SEVEN WELLS
Dover Plains, NY


Thomas Sweet Lossing was the son of the historian Benson Lossing. He grew up in the house at the southeast corner of Chestnut Ridge Road (Route 24) and Holsapple Road. He wrote a book about his memoirs of his childhood which is a great resource for understanding what the everyday life of a child and family was like in the "good old days." It seems Mr. Lossing must have had a photographic memory because he remembers so many exact details. For instance, he even remembers exactly what was on the kitchen cabinets. It is also wonderful to read how happy his childhood was, adding to the mystique of the "good old days."

Memoirs of Seven Wells from the son of historian Benson Lossing
Dutchess County, NY

"On the road to Dover Plains, the village down in the valley, a gentle slope led to the top of what we called Nerbas's Hill. This was the nearest hill suitable for coasting, and we children used it for that purpose.

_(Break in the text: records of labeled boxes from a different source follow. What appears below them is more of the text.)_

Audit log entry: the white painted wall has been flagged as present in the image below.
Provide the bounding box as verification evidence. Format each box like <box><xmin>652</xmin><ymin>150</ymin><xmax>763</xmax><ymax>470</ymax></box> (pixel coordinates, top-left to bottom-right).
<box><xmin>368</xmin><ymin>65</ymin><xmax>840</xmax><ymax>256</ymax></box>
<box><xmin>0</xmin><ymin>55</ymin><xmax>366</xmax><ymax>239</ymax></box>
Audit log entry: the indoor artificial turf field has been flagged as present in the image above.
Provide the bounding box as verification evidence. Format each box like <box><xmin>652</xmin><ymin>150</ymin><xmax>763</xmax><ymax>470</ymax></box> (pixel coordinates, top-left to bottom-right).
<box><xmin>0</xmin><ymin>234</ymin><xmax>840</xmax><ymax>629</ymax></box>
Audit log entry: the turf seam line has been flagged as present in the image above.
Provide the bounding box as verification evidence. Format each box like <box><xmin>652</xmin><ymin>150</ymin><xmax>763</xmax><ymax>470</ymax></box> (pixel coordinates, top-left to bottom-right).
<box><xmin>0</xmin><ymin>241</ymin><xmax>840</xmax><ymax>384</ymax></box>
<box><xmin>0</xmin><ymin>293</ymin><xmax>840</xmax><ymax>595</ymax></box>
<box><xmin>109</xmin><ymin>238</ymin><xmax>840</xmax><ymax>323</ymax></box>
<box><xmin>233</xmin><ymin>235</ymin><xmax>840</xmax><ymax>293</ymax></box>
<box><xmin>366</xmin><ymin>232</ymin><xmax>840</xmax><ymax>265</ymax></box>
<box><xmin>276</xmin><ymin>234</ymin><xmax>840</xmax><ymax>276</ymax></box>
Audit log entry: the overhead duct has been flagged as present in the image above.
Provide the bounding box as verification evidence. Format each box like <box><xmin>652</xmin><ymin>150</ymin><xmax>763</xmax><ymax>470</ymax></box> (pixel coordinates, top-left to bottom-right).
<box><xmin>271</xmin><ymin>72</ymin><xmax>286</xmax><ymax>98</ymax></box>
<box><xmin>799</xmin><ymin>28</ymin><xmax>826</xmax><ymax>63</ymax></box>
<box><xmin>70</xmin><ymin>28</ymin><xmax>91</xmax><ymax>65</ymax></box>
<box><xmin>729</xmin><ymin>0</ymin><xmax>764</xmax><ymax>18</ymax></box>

"The first part was quite steep and made a sharp turn before extending in a long, straight line to the foot of the hill and across a bridge over Wells Brook. This stream came from natural wells about three miles further in the woods.

"The wells were seven in number, and worn in the rock, one being sixty feet deep. The surface around them sloped toward the edge and was covered with pine needles. This made them very dangerous to approach. Years earlier a member of a party slipped and fell into the well, and it required the services of a diver to recover his body.

"One summer's day my cousin and I vowed we would cut our names in the rock at the edge of the water line in one of these wells. We made a ladder of ropes that were an inch thick and tied them to countless saplings back from the edge of the wells. Then we lowered our ladder about thirty feet to the water, where there was a flat rock we could stand on.

"We stood on this slippery rock and carved our names on the wall. At the upper side of the well was the waterfall of the brook, plunging down into the black water and overflowing through the immense fissure in the rock to the next well below.

"While we were working with our heavy hammer and chisels, a ray of sunlight guided us in our carving, but before we had finished it became almost too dark to see. A thunderstorm was coming up from the west, and although the roar of the waterfall drowned out the thunder, we could tell the storm was coming on account of the darkness.

"My cousin looked very pale, and if I looked the way I felt, I must have been pale, also,. It took us longer than we expected, and we were chilled through before we were finally finished. Completing our three-hour task, we climbed up the ladder to find the storm was veering to the north, and it did not reach us.

"I don't know what our mothers would have thought had they known where we spent the afternoon. We had always been warned about the wells -- a relative of ours had been with the man who was lost there. We called it a successful adventure, and the names could be seen ever afterward in the morning sunlight, from the slope toward the well." 101-102

Lossing, Thomas Sweet. 1997. My Heart Goes Home: A Hudson Valley Memoir. Fleischmanns, New York: Purple Mountain Press.